The word is out that SharePoint will be the standard platform of the future Microsoft Business Intelligence. A SharePoint breakfast session will take place on April 22 in Ottawa, as well a number of other Canadian cities between April 19th and May 3rd.
It appears that in-memory storage/processing is becoming the new standard for Business Intelligence, as both IBM Cognos TM1 and Microsoft SQL Server PowerPivot for Excel are using it to great effect.
Yesterday I attended the first IBM Cognos Ottawa Users’ Group meeting held in more than 3 years. Following the presentations on emerging Cognos 8 technologies, there was a discussion of creating a steering committee for the group. It was agreed that the group should be neutral and user focused, and that it not be sales or IBM partner driven. As such, a number of IBM clients agreed to participate in the committee. So we should see more events upcoming in this forum, with a particular focus on IBM clients and their experiences with IBM Cognos products.
I will post additional information on future events as it becomes available.
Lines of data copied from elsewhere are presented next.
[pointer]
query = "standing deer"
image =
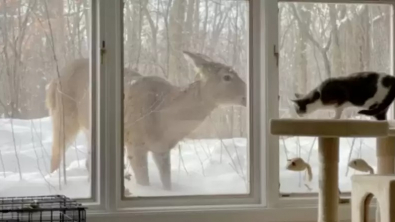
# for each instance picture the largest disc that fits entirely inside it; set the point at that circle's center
(157, 114)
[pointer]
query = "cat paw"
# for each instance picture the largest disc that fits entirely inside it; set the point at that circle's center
(364, 112)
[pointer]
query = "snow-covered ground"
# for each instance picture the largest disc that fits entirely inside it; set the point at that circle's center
(199, 167)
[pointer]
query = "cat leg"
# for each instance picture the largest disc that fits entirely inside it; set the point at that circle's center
(162, 161)
(381, 116)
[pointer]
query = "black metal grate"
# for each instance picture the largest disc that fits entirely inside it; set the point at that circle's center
(41, 208)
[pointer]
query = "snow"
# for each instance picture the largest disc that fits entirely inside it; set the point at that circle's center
(199, 167)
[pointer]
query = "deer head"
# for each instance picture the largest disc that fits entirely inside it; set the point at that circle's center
(222, 85)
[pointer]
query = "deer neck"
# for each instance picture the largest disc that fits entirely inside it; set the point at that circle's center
(193, 103)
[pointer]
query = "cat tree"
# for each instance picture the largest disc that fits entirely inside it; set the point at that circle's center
(328, 132)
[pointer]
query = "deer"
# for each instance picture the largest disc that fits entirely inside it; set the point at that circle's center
(157, 114)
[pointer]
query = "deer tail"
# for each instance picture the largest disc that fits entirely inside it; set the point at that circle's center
(50, 99)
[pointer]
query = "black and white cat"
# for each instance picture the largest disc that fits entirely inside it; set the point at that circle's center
(373, 92)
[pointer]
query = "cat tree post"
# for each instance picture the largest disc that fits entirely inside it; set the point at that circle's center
(328, 151)
(385, 153)
(329, 132)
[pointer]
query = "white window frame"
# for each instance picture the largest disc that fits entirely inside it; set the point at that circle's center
(264, 203)
(311, 199)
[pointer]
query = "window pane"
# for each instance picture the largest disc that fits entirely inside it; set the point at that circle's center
(185, 113)
(318, 41)
(38, 39)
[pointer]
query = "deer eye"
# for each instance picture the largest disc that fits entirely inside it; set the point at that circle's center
(227, 77)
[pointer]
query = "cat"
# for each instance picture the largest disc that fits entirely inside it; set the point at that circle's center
(373, 92)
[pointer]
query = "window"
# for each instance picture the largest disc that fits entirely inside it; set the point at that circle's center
(39, 113)
(146, 60)
(189, 116)
(321, 40)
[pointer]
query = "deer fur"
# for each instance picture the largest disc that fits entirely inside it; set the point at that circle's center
(157, 114)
Anyone interested in participating in the steering committee of the IBM Cognos Ottawa Users’ Group can contact me at email@example.com.
I was at today’s presentation of MotioCI and my initial response is that every one of my Cognos clients needs to have this product. It offers a version control on your entire Cognos Business Intelligence environment, along with other key features such as regression and stress testing. As a consultant, I really like the idea of having a history of Cognos report changes – it gives you a credible record of what changes were made, when, and by whom. This can become a contentious issue when business users ask you where your report changes are, especially if they themselves accidentally overwrote them (reverting to a previous report version is also easily available in MotioCI).
I am looking forward to hearing about MotioCI training opportunities, which should be forthcoming. This is a powerful, extremely useful addition to the Cognos universe.
There are two interesting IBM Cognos events upcoming in the next two weeks. First, there is the IBM Cognos Performance Breakout Day which will be held on February 3, 2010. I am particularly interested in learning more about MotioCI and IBM Cognos Analytic Applications, both of which have featured presentations at this event. The second IBM Cognos event is the IBM Cognos Users’ Group meeting, to be held on February 11, 2010.
I will write up a summary on these events after the fact to share what I have learned.